Mudanças aprovadas privilegiam aspectos econômicos e deixam de lado direitos do trabalhador e o valor social do trabalho.
Mudanças aprovadas privilegiam aspectos econômicos e deixam de lado direitos do trabalhador
 e o valor social do trabalho. (Pedro Ventura/Agência Brasília)
Por Daniela Galvão*
Repórter Dom Total

É fato que a terceirização no Brasil não é regulamentada e, diante disso, a jurisprudência do Tribunal Superior do Trabalho (TST), por meio da Súmula 331, estabelece normas para o trabalho terceirizado em geral e o restringe às atividades-meio da empresa tomadora de serviço, como vigilância, conservação e limpeza, desde que não haja pessoalidade e subordinação direta. Com o argumento de que era preciso trazer mais segurança jurídica, a Câmara dos Deputados aprovou, no último dia 22, o Projeto de Lei (PL) 4.302-E, de 1998, para regulamentar a terceirização e também alterar regras do trabalho temporário.

Em relação ao contrato de trabalho temporário, uma mudança significativa, caso o PL seja sancionado pela Presidência da República, é que a empresa temporária não precisará ser apenas urbana.
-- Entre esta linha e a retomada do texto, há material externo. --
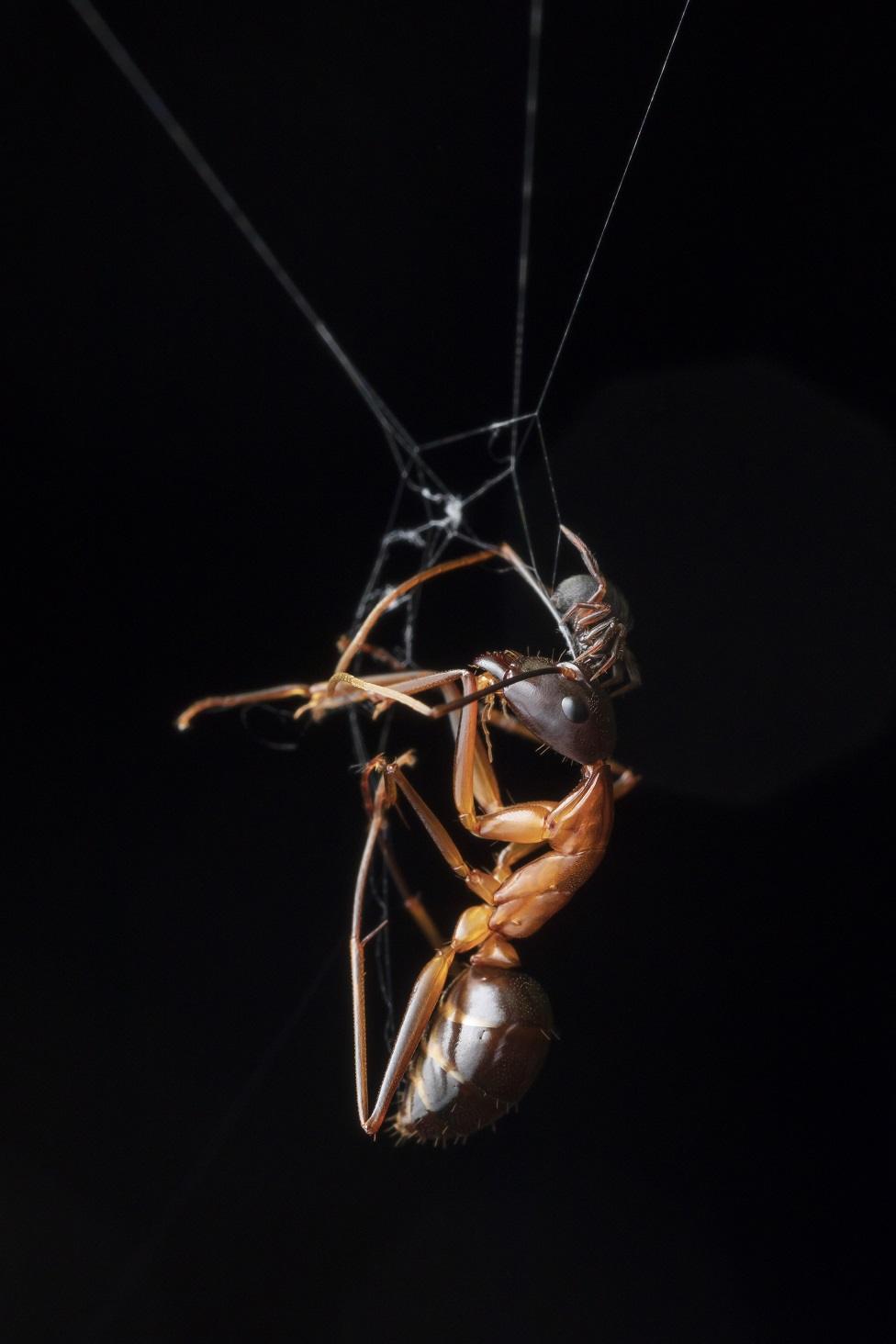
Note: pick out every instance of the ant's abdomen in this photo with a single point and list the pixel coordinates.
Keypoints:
(480, 1055)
Isto é, será possível a existência de empresa temporária rural, com temporários rurais, desde que devidamente registrada no Ministério do Trabalho. Além disso, segundo a Lei 6.019/74, que trata do trabalho temporário nas empresas urbanas, o contrato entre a empresa de trabalho temporário e a empresa tomadora ou cliente, com relação a um mesmo empregado, não pode exceder de três meses. Por sua vez, a proposta que foi à sanção aumenta o prazo do contrato para seis meses, podendo ser prorrogado por mais 90 dias.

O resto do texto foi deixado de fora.